CI18 of node \(i\) is defined as

$$CI(i)=({k}_{i}-1)\sum _{j\in \partial ball(i,\ell )}({k}_{j}-1),$$
(7)

where \(ball(i,\ell )\) is the set of nodes inside a ball of radius \(\ell \), consisted of all nodes with distances no more than \(\ell \) from node \(i\), and \(\partial ball(i,\ell )\) is the frontier of this ball. CI+ is the version of CI with reinsertion.

BPD21 is rooted in the spin glass model for the feedback vertex set problem44. At time \(t\) of the iteration process, the algorithm estimates the probability \({q}_{i}^{0}(t)\) that every node \(i\) of the remaining network \(G(t)\) is suitable to be deleted. The explicit formula for this probability is

$${q}_{i}^{0}=\frac{1}{1+{e}^{x}\left[1+{\sum }_{k\in \partial i(t)}\frac{1-{q}_{k\to i}^{0}}{{q}_{k\to i}^{0}+{q}_{k\to i}^{k}}\right]{\prod }_{j\in \partial i(t)}[{q}_{j\to i}^{0}+{q}_{j\to i}^{j}]},$$
(8)

where \(x\) is an adjustable reweighting parameter, and \(\partial i(t)\) denotes node \(i\)’s set of neighbors at time \(t\). The quantity \({q}_{i\to j}^{0}(t)\) is the probability that the neighboring node \(j\) is suitable to be deleted if node \(i\) is absent from the network \(G(t)\), while \({q}_{i\to j}^{j}(t)\) is the probability that this node \(j\) is suitable to be the root node of a tree component in the absence of node \(i\).
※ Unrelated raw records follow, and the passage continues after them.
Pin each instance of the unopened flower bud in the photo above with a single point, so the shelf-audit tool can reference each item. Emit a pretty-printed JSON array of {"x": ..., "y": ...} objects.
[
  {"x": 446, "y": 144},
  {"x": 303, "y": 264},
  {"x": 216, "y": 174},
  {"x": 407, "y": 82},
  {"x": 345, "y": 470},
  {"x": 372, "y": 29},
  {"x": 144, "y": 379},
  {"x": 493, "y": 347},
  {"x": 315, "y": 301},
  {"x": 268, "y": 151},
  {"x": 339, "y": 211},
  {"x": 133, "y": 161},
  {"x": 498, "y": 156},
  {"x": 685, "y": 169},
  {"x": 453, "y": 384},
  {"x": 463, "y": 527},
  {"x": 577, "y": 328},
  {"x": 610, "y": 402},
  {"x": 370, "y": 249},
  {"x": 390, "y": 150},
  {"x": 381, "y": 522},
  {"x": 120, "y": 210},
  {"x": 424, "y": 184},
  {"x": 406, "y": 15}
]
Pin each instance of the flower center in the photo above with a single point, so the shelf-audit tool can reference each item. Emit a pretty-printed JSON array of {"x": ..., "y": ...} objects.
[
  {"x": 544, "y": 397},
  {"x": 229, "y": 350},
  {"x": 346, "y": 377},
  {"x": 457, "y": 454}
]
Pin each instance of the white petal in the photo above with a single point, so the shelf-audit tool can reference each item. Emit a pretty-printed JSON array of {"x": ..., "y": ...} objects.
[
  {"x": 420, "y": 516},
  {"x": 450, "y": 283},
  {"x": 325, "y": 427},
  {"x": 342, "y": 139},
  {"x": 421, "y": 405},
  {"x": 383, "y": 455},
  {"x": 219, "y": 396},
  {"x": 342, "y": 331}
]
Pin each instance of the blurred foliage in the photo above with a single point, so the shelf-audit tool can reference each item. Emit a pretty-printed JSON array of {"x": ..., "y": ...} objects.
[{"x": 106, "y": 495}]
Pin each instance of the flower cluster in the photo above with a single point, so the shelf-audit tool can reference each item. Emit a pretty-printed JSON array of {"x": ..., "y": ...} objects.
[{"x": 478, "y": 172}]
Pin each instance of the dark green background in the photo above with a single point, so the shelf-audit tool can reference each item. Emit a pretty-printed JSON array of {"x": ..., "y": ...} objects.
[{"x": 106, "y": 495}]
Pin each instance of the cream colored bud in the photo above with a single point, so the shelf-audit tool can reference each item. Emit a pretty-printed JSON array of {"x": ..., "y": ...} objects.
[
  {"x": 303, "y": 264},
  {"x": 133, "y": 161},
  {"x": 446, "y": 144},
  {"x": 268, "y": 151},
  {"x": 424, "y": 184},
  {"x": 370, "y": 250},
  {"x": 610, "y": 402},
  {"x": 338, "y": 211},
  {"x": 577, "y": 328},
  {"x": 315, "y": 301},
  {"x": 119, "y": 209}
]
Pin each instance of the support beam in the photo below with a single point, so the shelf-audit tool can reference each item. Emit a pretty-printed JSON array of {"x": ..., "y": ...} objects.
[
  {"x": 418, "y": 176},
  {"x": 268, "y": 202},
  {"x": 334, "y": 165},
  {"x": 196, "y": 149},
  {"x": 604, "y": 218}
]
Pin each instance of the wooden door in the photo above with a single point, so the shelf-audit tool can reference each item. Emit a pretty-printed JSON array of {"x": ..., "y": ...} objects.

The node with the highest probability of being suitable for deletion is deleted from network \(G(t)\) along with all its associated edges. This node deletion process stops after all the loops in the network have been destroyed. Then check the size of each tree component in the remaining network. If a tree component is too large (which occurs only rarely), an appropriately chosen node from this tree to achieve a maximal decrease in the tree size is deleted. Repeat this node deletion process until all the tree components are sufficiently small.

CoreHD22 simply removes highest-degrees nodes from the 2-core in an adaptive way (updating node degree as the 2-core shrinks), until the remaining network becomes a forest. Furthermore, CoreHD breaks the trees into small components. In case the original network has many small loops, a refined dismantling set is obtained after a reinsertion of nodes that do not increase (much) the size of the largest component.

EI23 selects \(m\) candidate nodes from the set of absent nodes at each step and calculate the score \({\sigma }_{i}\) of each of them using the following kernel

$${\sigma }_{i}=\sum _{j\in {N}_{i}}(\sqrt{| | {C}_{j}| | }-1)+{k}_{i}^{(eff)},$$
(9)

where \({N}_{i}\) represents the set of all connected components linked to node \(i\), each of which has a size \({C}_{j}\), and \({k}_{i}^{(eff)}\) is an effective degree attributed to each node (please see23 for the details). Then the nodes with the lowest scores are added to the network. This procedure is continued until the size of the giant connected component exceeds a predefined threshold. The minus one term in Eq. (9) is used to exclude any leaves connected to node \(i\), since they do not contribute to the formation of the giant connected component and should be ignored.